"undivided devotion"

Having multiple commitments necessarily leads to division and conflicts of interest. This is especially problematic in our relationship to God. Paul warns of this in his advice about marriage:

The unmarried man is anxious about the affairs of the Lord, how to please the Lord; but the married man is anxious about worldly affairs, how to please his wife, and his interests are divided.

And the unmarried woman or girl is anxious about the affairs of the Lord, how to be holy in body and spirit; but the married woman is anxious about worldly affairs, how to please her husband. (1 Cor 7.32-34)
Paul's concern, though, is not just about marriage. A few verses earlier, he recommends that "those who buy [be] as though they had no goods, and those who deal with the world [be] as though they had no dealings with it." Paul is warning about divided loyalties, warning us to avoid conflicting commitments, "to secure your undivided devotion to the Lord."

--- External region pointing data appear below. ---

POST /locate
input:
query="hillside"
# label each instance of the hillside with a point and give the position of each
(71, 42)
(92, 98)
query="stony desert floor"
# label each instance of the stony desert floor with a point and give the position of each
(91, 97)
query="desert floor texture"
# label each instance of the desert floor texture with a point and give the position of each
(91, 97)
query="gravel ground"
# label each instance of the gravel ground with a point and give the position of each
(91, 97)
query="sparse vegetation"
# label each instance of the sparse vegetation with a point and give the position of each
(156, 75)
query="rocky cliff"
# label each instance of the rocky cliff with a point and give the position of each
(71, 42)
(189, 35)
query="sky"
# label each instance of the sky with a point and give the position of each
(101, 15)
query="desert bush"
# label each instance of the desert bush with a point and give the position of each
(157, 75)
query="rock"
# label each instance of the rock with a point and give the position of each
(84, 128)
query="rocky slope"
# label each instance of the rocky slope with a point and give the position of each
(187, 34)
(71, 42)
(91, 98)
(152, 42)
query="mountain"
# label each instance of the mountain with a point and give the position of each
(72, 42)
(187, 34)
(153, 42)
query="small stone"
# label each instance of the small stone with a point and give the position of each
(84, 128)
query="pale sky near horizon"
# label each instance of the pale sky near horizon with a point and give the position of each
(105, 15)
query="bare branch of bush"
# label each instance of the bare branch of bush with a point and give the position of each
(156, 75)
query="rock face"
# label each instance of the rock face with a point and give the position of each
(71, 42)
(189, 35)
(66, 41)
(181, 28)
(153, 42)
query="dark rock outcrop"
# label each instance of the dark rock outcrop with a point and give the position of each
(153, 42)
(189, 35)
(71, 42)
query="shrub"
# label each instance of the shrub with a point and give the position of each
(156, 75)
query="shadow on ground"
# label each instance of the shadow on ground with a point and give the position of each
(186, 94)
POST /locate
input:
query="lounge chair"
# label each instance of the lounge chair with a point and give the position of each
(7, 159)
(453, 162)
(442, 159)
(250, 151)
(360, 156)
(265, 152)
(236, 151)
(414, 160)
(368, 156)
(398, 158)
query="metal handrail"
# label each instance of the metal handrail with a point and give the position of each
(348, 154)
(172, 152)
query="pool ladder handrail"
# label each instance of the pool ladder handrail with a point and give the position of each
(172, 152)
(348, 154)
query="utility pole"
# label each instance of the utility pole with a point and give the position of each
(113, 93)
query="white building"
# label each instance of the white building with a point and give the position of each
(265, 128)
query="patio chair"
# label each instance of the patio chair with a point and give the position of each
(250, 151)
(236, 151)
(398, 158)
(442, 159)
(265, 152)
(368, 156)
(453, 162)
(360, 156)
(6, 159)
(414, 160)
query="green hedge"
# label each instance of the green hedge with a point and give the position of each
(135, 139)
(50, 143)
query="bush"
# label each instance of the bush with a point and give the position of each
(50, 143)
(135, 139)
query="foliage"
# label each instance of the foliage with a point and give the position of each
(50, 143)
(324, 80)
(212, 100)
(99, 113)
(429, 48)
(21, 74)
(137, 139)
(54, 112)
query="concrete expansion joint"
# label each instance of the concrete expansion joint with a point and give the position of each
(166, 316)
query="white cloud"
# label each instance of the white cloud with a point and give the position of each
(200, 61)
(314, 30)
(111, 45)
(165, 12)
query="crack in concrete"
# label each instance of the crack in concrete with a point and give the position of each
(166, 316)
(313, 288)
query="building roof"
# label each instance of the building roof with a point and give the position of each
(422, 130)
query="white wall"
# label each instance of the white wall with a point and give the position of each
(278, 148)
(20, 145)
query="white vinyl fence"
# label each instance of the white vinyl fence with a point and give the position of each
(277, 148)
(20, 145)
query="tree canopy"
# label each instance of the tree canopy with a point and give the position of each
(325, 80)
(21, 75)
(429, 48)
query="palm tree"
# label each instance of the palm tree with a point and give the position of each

Yet commitments are frequently demanded of us (by friends, institutions, marriage, nation, etc), so what are we to do? If we make these commitments, we end up with divided interests, trying to obey a number of different authorities, each with their own agenda. But if we refuse to these commitments, we seem to be individualists, without a deep concern for or connection to others.

For followers of Jesus there is only one answer, the answer he gave: "You shall love the Lord your God with all your heart, and with all your soul, and with all your mind, and with all your strength." Our single, whole-hearted commitment must be to God. There can be no other loyalty or authority for us.

Yet this undivided, exclusive commitment to God does not cut us off from others. Because the commitment to God is the commitment to love.